Under current ATF regulations, an individual who wishes to purchase an NFA item must submit an application that includes fingerprints, photographs, and a signed statement from the chief law enforcement officer (CLEO) in the applicant’s jurisdiction stating that the CLEO has been informed of the proposed purchase and is not aware of any legal reason the person should not possess the item.
However, in many jurisdictions, the CLEO simply refuses to sign the application, effectively banning all of those in that jurisdiction from legally acquiring NFA items. Rather than fixing this issue, the ATF has allowed this backdoor ban to continue for many years and it is this problem that has given rise to the ‘gun trust’ (or NFA trust) phenomenon.
Why? Because under current regulations a corporate or trust entity which acquires an NFA item must still submit an application but the fingerprint cards, photographs, and most importantly, CLEO sign-off are not required.
And while the CLEO sign-off backdoor ban was the impetus for the NFA trust movement, it is really no longer the sole reason that these versatile instruments are so popular amongst NFA collectors.
Attorneys across the country have produced instruments that provide significant benefits to the settlor in addition to a simplified application. A properly formed NFA trust will help protect your NFA items from unforeseen changes in your personal situation, enhance the usability of the items by others you choose, and simplify the passage of the items to your beneficiaries outside of probate.
The proposed rule would do nothing to negate those benefits. It would simply do 3 things:
1) It would extend the CLEO sign-off to trusts and corporate buyers as well as individual applicants;
2) It would require fingerprints and photographs of every “responsible person” in a trust or corporate entity be sent when the applicant is not an individual in order to standardize these requirements.
If this proposed rule becomes law, it will effectively allow CLEO’s to once again enact a de-facto ban on NFA ownership by law abiding citizens.
NFA items are expensive, already heavily regulated, and virtually unheard of in criminal hands. In fact, to the best of my knowledge, there have only been two crimes committed with NFA items during the last 79 years and one of those was a killing by a law enforcement officer that was later ruled a homicide.
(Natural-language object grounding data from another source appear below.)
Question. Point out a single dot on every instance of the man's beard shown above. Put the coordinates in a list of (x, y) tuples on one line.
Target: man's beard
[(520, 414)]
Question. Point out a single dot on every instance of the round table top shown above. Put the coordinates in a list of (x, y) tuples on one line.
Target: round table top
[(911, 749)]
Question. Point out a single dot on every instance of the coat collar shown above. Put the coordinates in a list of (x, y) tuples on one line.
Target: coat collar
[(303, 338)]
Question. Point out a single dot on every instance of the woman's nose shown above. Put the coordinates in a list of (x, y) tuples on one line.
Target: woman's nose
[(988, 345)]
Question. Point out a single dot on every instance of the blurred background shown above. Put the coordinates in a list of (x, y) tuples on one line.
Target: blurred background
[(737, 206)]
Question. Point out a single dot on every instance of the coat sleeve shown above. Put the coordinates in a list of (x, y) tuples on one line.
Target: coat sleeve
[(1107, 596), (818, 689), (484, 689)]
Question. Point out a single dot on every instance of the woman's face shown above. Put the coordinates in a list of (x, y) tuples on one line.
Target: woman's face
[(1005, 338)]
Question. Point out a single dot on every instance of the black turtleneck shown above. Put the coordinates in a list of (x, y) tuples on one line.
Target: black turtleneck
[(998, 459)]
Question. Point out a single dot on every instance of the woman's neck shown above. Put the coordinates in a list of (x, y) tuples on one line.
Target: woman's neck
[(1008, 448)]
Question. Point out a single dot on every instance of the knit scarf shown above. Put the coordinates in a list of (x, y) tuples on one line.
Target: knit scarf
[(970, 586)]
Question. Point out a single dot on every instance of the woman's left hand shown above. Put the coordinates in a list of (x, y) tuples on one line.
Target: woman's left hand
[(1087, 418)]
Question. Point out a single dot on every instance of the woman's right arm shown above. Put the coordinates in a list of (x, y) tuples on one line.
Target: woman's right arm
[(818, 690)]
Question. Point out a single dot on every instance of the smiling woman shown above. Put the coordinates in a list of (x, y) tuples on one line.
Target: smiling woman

This despite the fact that there are over a quarter of a million legally owned pre-1986 machine guns in the ATF registry and untold tens of thousands of AOWs and suppressors.
Passage of this proposed rule would do nothing to enhance safety but would only add additional bureaucratic roadblocks in front of law-abiding collectors and swamp ATF staff who are already overwhelmed. The result would be a drastic increase in the processing time for NFA applications and a collapse of the booming suppressor industry. It is this, I suspect, that is the true goal of the administration.
NFA collectors and gun rights advocates are advised to keep their eyes on this proposed rule. If the report in The Hill is correct, we should expect to see the notice and comment period commence on or around November 20th … and comment we shall!